Dans l’Antiquité, le 22 juillet, on célébrait le Nouvel An égyptien avec la crue du Nil et la statue d’Isis au sommet du gâteau d’anniversaire. Vient ensuite le Nouvel An atlante, célébrant notre identité durant cette période de lumière si particulière. Puis, le 25 juillet, nous nous parons de nos plus beaux atours pour le « jour hors du temps » maya. Enfin, le Nouvel An maya a lieu le 26 juillet, dans toute sa splendeur. À cette période de l’année, nous entrons dans une initiation après l’autre, étape par étape, cellule après cellule, lumière après lumière.

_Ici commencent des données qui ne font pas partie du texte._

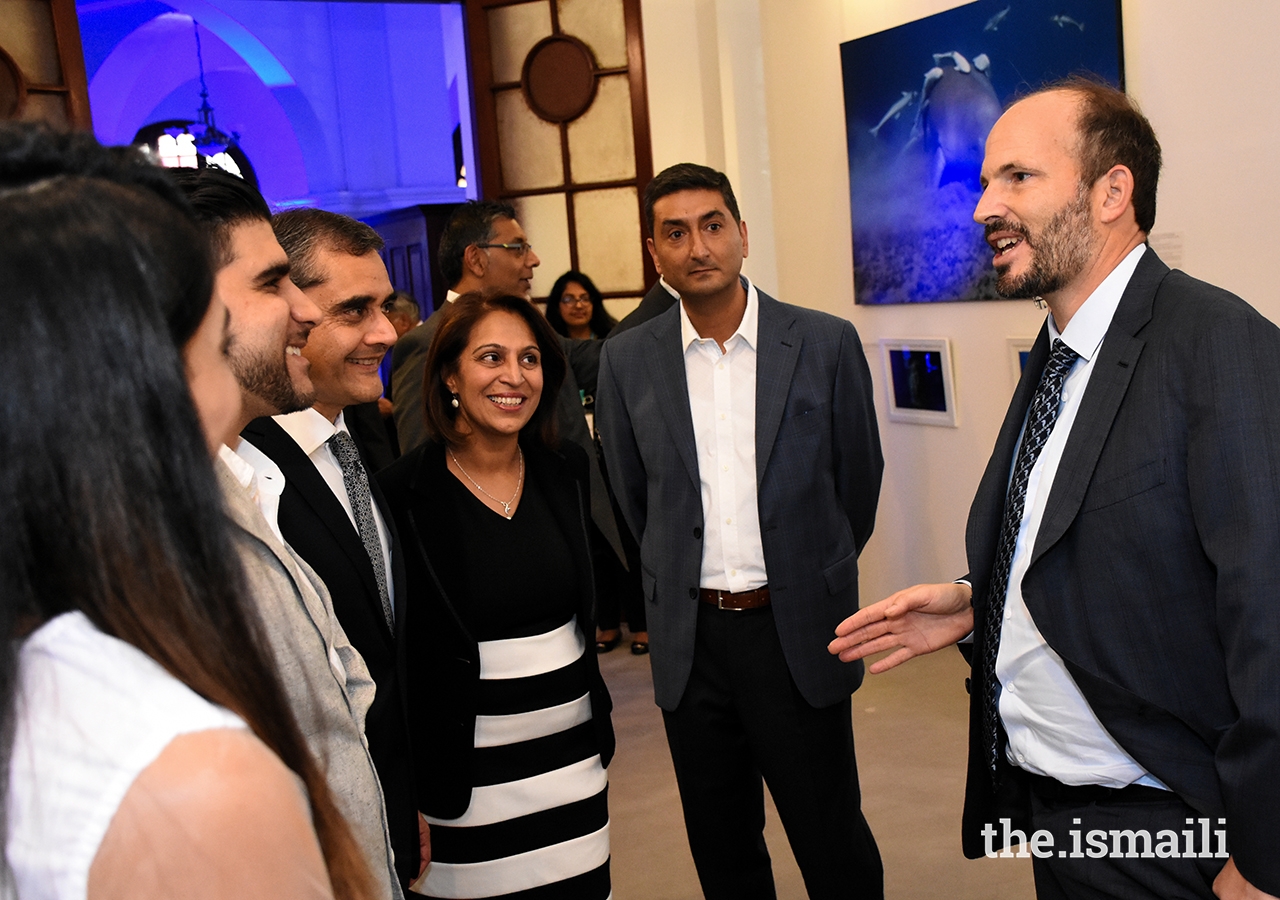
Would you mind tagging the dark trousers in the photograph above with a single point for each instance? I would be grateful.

La prochaine étape de cette montée en énergie est le lever de l’étoile Sirius, inaugurant une nouvelle phase du cycle de la lumière solaire. La lumière solaire est la somme de toute la conscience existant à travers toutes les dimensions ; elle renferme la lumière de toutes les âmes, de toutes les planètes, de toute vie dans notre univers. C’est une lumière de volonté supérieure, d’amour universel et d’intelligence créatrice. La lumière solaire est un être vivant. Le lever de Sirius ouvre la voie à une opportunité sans précédent de s’élancer sur la vague stellaire qui précède la création. Sirius est vénérée depuis l’Antiquité. En Atlantide, les mystères provenaient de l’étoile Sirius, transmis par les Grandes Prêtresses. Après la troisième chute de l’Atlantide, les mystères siriens se répandirent dans l’Égypte antique. Dès 3000 avant J.-C., les Égyptiens célébraient le lever héliaque de Sirius, le déclarant Nouvel An, au moment où le Nil débordait durant le mois du Lion.
Sirius est la demeure du Christ Cosmique, des Maîtres Ascensionnés et des Seigneurs du Karma (des êtres d’une importance capitale). Elle a toujours été un prototype spirituel pour la Terre. Lorsque les rayons de Sirius se courbent vers la Terre à travers le Soleil, nous avons une nouvelle occasion d’activer la graine du Christ Cosmique qui réside en nous. Ces graines sont de petits joyaux solaires renfermant des encodages d’ADN dormants. Elles attendent patiemment des émanations stellaires spécifiques pour ouvrir des archives stellaires scellées. Lorsque Sirius se lève dans votre région du monde, sortez avant l’aube et regardez vers l’est. Qu’il fasse nuageux ou sombre, visible ou invisible, l’étoile Sirius se lèvera à votre rencontre. C’est dans le calme, entre les mots et les pensées, que vous trouverez la clé qui ouvre la porte à ce que vous cherchez. Sortez, tournez-vous vers l’est et laissez les énergies de l’aube vous pénétrer. Demandez à être libéré de tout ce qui ne sert plus votre lumière intérieure et à être pleinement comblé par ce qui sert votre nouveau chemin d’âme et votre évolution spirituelle.